Lowered brain cell growth may lead to poor sleep patterns in elderly, study shows

Poor sleep among the elderly may be a result of declining brain cell growth and development, according to UCLA researchers.

Researchers in the lab of Noor Alam, an adjunct professor of medicine at UCLA and a research physiologist in the Veterans Affairs Greater Los Angeles Healthcare System, described how declining neural development may cause difficulty falling asleep or staying awake in aging individuals in a study published February.

There are about 40 million elderly people at risk for developing some kind of sleep disturbance in the United States, said Andrey Kostin, a researcher in the VA Healthcare System and lead author of the study. Chronic sleep disturbance is associated with cognitive decline, anxiety and depressive disorders, and increased risk of injury, he added.

Sleep disruption, which involves having trouble falling asleep or staying awake, increases with age, Alam said.

“People who are 65 and older complain of sleep disruption at night … and (falling asleep) during the day,” he said. “This is a hallmark of aging.”

Aging is associated with disrupted sleeping and waking behaviors and a decline in neurogenesis, the process of forming new brain cells. Recent research, however, suggests that neurogenesis continues later in an adult’s life than previously thought, particularly in the hypothalamus, the region of the brain responsible for sleep, Alam said.

This observation suggests new neurons are required to replenish the cells in the brain and support proper brain function, Alam said. In elderly individuals, however, the process of neurogenesis is less active, leading the researchers to believe that declining neurogenesis may be a cause of age-related sleep disruption.

Previous research suggested that poor sleep may lead to improper neurogenesis, said Md. Aftab Alam, a UCLA researcher and author on the study. This study is the first to suggest that defective neurogenesis may lead to poor sleep instead, he added.

To test if neurogenesis is necessary for proper sleep and wake cycles, the researchers stopped neurogenesis in young mice by injecting them with AraC, a drug that stops cell division and cell growth, near the hypothalamus.

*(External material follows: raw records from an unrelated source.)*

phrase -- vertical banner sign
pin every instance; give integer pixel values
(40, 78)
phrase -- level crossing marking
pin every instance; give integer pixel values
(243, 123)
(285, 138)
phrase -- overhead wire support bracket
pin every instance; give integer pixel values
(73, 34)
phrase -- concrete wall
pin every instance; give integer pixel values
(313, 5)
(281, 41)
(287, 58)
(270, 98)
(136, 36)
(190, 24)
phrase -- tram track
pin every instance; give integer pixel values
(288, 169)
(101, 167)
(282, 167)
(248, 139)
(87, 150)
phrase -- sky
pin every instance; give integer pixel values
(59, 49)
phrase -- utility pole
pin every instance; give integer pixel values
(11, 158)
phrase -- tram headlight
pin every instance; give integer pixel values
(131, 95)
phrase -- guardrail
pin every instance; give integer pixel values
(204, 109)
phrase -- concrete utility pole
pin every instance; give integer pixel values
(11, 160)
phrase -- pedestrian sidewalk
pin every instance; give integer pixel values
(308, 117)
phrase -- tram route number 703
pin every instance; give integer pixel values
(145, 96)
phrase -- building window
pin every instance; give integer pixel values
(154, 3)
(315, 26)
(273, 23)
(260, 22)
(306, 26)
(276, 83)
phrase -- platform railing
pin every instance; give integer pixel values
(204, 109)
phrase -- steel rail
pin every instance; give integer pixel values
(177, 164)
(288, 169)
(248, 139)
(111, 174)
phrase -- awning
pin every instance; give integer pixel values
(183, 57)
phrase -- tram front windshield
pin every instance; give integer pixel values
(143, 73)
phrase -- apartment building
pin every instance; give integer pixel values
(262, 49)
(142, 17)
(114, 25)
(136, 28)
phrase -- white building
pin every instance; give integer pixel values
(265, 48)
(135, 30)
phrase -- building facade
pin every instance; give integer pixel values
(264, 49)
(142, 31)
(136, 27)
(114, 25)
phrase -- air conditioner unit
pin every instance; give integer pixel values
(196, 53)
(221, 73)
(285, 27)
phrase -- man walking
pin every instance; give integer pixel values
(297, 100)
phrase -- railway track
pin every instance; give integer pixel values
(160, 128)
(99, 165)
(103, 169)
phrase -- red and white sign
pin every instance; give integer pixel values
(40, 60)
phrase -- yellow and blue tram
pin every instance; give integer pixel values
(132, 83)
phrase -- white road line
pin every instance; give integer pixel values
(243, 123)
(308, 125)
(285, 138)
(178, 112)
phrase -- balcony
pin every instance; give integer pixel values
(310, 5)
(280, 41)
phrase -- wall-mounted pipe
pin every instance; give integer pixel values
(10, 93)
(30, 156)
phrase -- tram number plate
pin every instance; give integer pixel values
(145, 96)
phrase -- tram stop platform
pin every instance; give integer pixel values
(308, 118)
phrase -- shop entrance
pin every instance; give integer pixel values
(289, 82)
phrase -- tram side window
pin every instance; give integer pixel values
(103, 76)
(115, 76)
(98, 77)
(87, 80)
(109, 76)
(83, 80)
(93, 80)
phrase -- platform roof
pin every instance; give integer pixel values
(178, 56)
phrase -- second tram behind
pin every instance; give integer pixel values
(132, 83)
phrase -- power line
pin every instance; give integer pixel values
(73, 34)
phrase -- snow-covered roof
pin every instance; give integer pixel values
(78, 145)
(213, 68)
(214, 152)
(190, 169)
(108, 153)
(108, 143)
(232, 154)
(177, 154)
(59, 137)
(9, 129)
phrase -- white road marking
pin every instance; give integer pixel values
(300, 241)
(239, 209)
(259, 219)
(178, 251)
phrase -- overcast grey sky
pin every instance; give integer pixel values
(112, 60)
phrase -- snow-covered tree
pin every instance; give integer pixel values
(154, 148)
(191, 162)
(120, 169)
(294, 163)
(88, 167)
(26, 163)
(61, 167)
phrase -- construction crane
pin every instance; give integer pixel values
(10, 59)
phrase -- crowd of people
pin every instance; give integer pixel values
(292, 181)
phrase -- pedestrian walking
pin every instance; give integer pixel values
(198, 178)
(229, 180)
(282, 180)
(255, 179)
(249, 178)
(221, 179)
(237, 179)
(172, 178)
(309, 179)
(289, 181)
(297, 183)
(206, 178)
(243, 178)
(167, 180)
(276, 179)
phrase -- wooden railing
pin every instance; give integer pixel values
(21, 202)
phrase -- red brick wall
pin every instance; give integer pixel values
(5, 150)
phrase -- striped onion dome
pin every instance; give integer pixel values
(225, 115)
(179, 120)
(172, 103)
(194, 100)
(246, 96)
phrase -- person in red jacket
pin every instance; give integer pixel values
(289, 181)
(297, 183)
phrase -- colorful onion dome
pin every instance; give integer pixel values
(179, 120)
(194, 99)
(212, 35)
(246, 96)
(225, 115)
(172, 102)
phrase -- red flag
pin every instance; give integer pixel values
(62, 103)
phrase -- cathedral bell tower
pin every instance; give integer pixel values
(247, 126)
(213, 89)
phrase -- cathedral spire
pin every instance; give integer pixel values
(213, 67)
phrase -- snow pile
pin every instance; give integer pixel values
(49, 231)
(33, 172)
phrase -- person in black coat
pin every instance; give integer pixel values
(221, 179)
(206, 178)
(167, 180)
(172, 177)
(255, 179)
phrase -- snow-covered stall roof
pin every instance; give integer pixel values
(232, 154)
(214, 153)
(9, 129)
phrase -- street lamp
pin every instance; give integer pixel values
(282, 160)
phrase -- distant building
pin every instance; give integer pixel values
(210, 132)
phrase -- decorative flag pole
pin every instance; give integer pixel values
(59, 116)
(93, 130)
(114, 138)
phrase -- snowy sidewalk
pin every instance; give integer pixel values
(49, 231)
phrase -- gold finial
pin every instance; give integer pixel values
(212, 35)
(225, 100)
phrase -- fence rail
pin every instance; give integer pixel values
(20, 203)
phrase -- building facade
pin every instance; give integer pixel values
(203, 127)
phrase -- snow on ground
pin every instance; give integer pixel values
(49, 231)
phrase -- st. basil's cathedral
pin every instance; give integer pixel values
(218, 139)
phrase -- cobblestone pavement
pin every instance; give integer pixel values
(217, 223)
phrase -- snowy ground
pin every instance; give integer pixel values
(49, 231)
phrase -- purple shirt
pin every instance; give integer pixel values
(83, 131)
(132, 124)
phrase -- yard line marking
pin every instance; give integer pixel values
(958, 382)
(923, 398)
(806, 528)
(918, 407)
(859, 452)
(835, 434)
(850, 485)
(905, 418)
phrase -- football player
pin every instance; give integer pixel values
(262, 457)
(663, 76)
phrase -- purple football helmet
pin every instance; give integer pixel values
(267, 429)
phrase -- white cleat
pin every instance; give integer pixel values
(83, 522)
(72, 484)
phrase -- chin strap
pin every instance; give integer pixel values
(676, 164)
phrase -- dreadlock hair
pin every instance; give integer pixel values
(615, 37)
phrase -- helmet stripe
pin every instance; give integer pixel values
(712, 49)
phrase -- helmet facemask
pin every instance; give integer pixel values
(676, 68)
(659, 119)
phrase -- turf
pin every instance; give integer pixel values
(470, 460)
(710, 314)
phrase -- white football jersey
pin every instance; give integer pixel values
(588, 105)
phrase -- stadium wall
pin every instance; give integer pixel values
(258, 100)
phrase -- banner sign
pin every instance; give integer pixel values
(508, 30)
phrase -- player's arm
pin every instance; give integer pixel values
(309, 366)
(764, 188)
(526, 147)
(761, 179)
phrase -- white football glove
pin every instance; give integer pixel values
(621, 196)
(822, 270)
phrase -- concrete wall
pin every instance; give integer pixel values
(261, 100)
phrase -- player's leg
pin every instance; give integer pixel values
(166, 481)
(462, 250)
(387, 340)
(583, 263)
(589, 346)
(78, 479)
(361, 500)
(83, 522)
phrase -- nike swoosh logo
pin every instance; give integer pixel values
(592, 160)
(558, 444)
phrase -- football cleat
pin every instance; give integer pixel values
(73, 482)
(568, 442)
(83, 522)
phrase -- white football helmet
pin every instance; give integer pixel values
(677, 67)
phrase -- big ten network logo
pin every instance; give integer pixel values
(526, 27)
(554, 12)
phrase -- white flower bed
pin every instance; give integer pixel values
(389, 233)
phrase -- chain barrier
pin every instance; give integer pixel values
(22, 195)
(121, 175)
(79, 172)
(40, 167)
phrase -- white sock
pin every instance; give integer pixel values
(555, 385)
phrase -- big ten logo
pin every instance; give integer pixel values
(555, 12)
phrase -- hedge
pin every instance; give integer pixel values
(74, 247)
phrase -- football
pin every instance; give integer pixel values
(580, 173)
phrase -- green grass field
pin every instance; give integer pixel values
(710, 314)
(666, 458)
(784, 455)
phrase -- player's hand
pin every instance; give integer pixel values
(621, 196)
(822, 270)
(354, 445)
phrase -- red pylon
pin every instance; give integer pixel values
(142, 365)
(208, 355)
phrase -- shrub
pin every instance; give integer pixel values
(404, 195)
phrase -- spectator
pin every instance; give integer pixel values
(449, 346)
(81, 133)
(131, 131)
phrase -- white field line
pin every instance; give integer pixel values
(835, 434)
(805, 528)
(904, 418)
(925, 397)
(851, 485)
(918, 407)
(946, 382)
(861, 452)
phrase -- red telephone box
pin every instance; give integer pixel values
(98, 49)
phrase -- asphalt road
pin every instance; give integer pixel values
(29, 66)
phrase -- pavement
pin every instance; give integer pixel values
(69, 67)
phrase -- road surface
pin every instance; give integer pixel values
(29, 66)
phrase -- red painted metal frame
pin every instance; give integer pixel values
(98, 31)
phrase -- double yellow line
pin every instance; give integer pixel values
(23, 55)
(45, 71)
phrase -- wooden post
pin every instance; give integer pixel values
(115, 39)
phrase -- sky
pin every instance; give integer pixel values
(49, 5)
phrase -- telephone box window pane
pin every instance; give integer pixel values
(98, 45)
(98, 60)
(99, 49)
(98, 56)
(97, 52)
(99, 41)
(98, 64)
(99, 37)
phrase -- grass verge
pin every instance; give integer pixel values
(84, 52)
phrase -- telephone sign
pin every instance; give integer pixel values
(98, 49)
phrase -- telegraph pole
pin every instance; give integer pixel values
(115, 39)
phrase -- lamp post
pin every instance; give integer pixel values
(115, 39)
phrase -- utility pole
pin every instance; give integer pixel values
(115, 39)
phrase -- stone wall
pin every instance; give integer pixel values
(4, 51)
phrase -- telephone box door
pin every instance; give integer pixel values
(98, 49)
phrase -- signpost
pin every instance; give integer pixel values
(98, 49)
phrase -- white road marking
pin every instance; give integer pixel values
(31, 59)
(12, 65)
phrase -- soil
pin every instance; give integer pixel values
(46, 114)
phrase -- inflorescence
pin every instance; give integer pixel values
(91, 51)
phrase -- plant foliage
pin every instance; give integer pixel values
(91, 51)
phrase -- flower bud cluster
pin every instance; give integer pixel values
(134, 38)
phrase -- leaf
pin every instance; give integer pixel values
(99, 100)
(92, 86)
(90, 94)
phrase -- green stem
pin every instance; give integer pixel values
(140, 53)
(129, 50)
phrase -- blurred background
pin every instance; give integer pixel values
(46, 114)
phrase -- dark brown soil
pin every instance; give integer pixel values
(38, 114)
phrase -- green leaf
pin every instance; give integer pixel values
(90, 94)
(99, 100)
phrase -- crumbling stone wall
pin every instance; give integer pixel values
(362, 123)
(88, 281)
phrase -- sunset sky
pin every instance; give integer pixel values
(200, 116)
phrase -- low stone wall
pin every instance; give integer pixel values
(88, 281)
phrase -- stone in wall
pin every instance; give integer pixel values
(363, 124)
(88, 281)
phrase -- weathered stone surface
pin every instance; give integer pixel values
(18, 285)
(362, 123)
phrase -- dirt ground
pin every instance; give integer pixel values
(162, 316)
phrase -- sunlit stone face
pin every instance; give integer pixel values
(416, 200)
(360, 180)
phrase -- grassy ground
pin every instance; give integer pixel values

After confirming most of the neurogenesis in the hypothalamus had stopped after four weeks of treatment, the researchers observed the sleeping and waking behavior of the mice, according to the study.

During the day, when mice are normally asleep, AraC-treated mice got less sleep overall than untreated mice. Instead of sleeping continuously, AraC-treated mice slept in shorter, fragmented increments of time, waking up and falling back asleep throughout the night, Noor Alam said.

“(Mice with impaired neurogenesis) have fragmentation of sleep … and are unable to maintain it,” he said.

At night, when mice are normally active, AraC-treated mice spent less time awake and more time asleep compared to untreated mice. Similar to how the mice woke frequently when they were supposed to be asleep, AraC-treated mice fell asleep frequently when they were supposed to be active, according to the study.

AraC-treated mice also recovered less robustly from sleep deprivation than untreated mice, Noor Alam said. Altogether, the behaviors of AraC-treated mice mimicked the sleeping and waking behaviors of old mice, Kostin said, leading the researchers to believe that a decline in neurogenesis may be a cause of age-related sleep disruption.

Stopping the AraC treatment for eight weeks only partially restored sleeping and waking behaviors. Noor Alam said he was unsure as to whether the researchers just needed to wait longer to see a complete recovery or if the AraC treatment caused complete or long-term damage to the neurons.

Imaging of the mice brains showed that the growing cells affected by AraC treatment corresponded to areas involved in sleep regulation and circadian rhythm, Kostin said, suggesting the creation of new neurons is necessary for maintaining proper sleep.

Future research will focus on identifying the role of developing neurons in order to identify how neurogenesis affects sleeping and waking behaviors and circadian rhythm, he added.